Ho hum! Happy New Year!
From the Tucson Sentinel (hat tip: Paul):
McALLEN, Texas — The media tent that once stood in the parking lot of Sacred Heart Church is gone, as are the television crews and reporters who descended this summer when the flow of Central American immigrants illegally crossing the Texas border was major news.
But after a brief lull, the surge of undocumented families passing through a temporary shelter set up by Catholic Charities of the Rio Grande Valley seems to be rising again. The spotlight may have turned away, but if the sense of crisis is gone, the people have not stopped coming.
“The numbers increased a lot this past month, almost to 100 every day [last week],” said Sister Norma Pimentel, executive director of Catholic Charities of the Rio Grande Valley. “We have seen some that have already been caught and tried again. They have hope that they have a chance at a better life here.”
After Christmas, she said, the charity will begin searching for a facility to turn what began as a temporary shelter into a permanent offering.
Pimentel oversees the volunteer effort providing short-term shelter to some of the thousands of women and children who have trekked to Texas from Central America. About 52,300 families surrendered to the U.S. Border Patrol in the Rio Grande Valley during the 2014 fiscal year, an increase of more than 500 percent over 2013. About 50,000 unaccompanied children were caught or surrendered to border agents in the Valley in fiscal year 2014.
It doesn’t look like it’s going to end any time soon,” Pimentel said. “[The Border Patrol] considered the fact that we’re here and we’re prepared to receive them.”
With so many arrivals, the Border Patrol releases most families to the church shelter with orders for them to appear before an immigration judge in whatever city they reach.
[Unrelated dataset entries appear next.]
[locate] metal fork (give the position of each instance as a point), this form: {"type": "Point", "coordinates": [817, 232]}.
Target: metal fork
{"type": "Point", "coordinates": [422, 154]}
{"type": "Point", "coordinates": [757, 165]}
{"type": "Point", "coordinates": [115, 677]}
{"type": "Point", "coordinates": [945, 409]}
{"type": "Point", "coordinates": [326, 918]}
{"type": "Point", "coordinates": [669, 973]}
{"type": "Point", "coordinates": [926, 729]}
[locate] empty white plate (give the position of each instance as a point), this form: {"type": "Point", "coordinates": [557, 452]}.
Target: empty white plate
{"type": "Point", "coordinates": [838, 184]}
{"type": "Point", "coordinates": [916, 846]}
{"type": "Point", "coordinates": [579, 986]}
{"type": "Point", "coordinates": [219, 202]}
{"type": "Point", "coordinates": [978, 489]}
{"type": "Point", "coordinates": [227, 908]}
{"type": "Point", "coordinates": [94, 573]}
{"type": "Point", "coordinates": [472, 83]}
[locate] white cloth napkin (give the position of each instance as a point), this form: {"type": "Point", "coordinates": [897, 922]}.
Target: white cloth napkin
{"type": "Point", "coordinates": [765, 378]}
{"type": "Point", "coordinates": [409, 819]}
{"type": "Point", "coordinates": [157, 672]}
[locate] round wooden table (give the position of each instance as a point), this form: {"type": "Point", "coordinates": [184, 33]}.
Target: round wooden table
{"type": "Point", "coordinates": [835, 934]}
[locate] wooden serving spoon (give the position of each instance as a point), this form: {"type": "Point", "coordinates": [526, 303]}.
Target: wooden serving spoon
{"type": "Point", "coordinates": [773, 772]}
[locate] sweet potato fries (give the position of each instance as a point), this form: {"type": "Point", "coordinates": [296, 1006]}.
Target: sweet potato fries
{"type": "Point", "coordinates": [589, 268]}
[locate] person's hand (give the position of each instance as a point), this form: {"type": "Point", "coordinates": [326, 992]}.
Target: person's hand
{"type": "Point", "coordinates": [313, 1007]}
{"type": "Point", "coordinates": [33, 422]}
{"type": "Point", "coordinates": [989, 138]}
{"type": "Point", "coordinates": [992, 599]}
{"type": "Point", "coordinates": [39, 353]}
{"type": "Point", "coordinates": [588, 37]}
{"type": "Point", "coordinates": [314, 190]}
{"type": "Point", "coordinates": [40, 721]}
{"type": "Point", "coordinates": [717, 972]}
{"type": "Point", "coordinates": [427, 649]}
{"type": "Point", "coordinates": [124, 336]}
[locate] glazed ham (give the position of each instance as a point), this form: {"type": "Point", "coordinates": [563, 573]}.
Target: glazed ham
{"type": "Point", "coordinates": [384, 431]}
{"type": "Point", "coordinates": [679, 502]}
Some stay in Texas. Others head for New York, Miami, Boston or Chicago, among other cities.
[….]
Through Oct. 17, local governments had spent about $560,000 to aid in the humanitarian effort. Governments including the cities of McAllen and Weslaco, and Hidalgo and Willacy counties, have asked the federal and state governments for reimbursement, but a McAllen city official said they haven’t heard back.
Now, if our side was as organized as the left, we would be out protesting at this Catholic Charities convention against the so-called “charity” feeding from the public trough and using our money for their political agenda.
The crisis has also put the area in the spotlight. Pimentel said the American and Latin American branches of Catholic Charities will hold their annual conference in McAllen next year.
Surely they are having the confab at the border to take full advantage of the media opportunity to push the Catholic open borders agenda.